Part 2 Lesson 9 wiki

This is really cool. And I really like how this seems to be an evolution of the idea in the multibox paper where I think they clustered all bounding boxes coordinates and instead of having the network predict those just had the NN predict the residuals (I think that’s what they did but might be wrong).

This whole idea with clustering and residuals is really neat and it seems to me a NN might be better suited to refine something vs outputting it from scratch (unsubstantiated claim warning). I am not sure we will get around to looking into this this time around but from watching part 2 v1 I saw Jeremy cover mean shift clustering and approximate versions of algorithms. Hoping to go study that at some point should I ever get a chance :slight_smile:

1 Like

Take a look at this @alessa :wink: I think I’ll link to it from the wiki of the lesson - was also looking for this piece of information quite extensively :slight_smile:

1 Like

Thanks Radek. It makes more sense.
Also it is the easiest way to add a vector full of zeros - because you want to minimize the loss - make the values as closest to zero. But if there is also a 1 representing the background - you want to minimize that as well. So I think it is the easiest way to add a new class, and still not using it in the end when you want to minimize the loss.
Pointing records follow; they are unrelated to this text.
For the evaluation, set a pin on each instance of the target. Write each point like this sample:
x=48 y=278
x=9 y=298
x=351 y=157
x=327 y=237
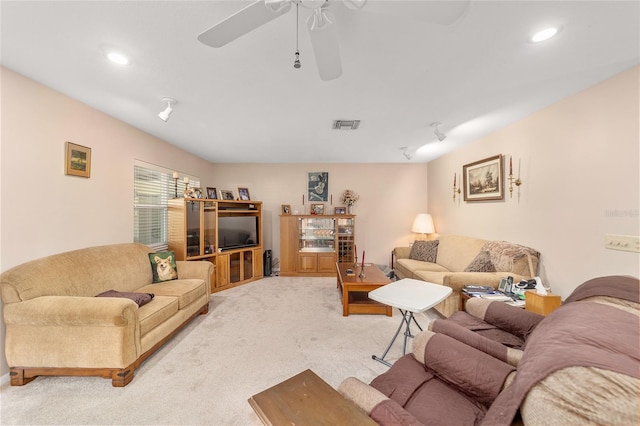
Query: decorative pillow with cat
x=163 y=266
This is the hardest fastai lecture I have ever encountered, but I must say the supplementary materials people shared and the discussion in this thread have been amazing and of immense help.

Thx to all that participated!

Looking forward to getting to the bottom of what is happening in the notebook over coming days :slight_smile:


It’s a lot of material. I’m about 1/3 through the notebook and have been trying to work through it. My goal is that by the time we get to lesson 14 I am at a point where I am fully comfortable with the current ideas and ready to enhance things.


Visual Intuition - Understanding the impact of anchor grid size change - 1x1, 2x2, 4x4, 6x6, 10x10, 16x16, 19x19, 38x38

Question - When grid size is 38x38 (contains few pixels) or grid size contains just 1 pixel does it has the intuition of object segmentation where the prediction is at the pixel (few pixels) level? Is this understanding correct?




In lecture notes, the anchor box’s center cooridnates for 4x4 cells are (1/8, 3/8, 5/8, 7/8).
(For simplicity, only X coordinates are listed in [0,1) coordinate)
But I think the actual center is more like (1/14, 5/14, 9/14, 13/14)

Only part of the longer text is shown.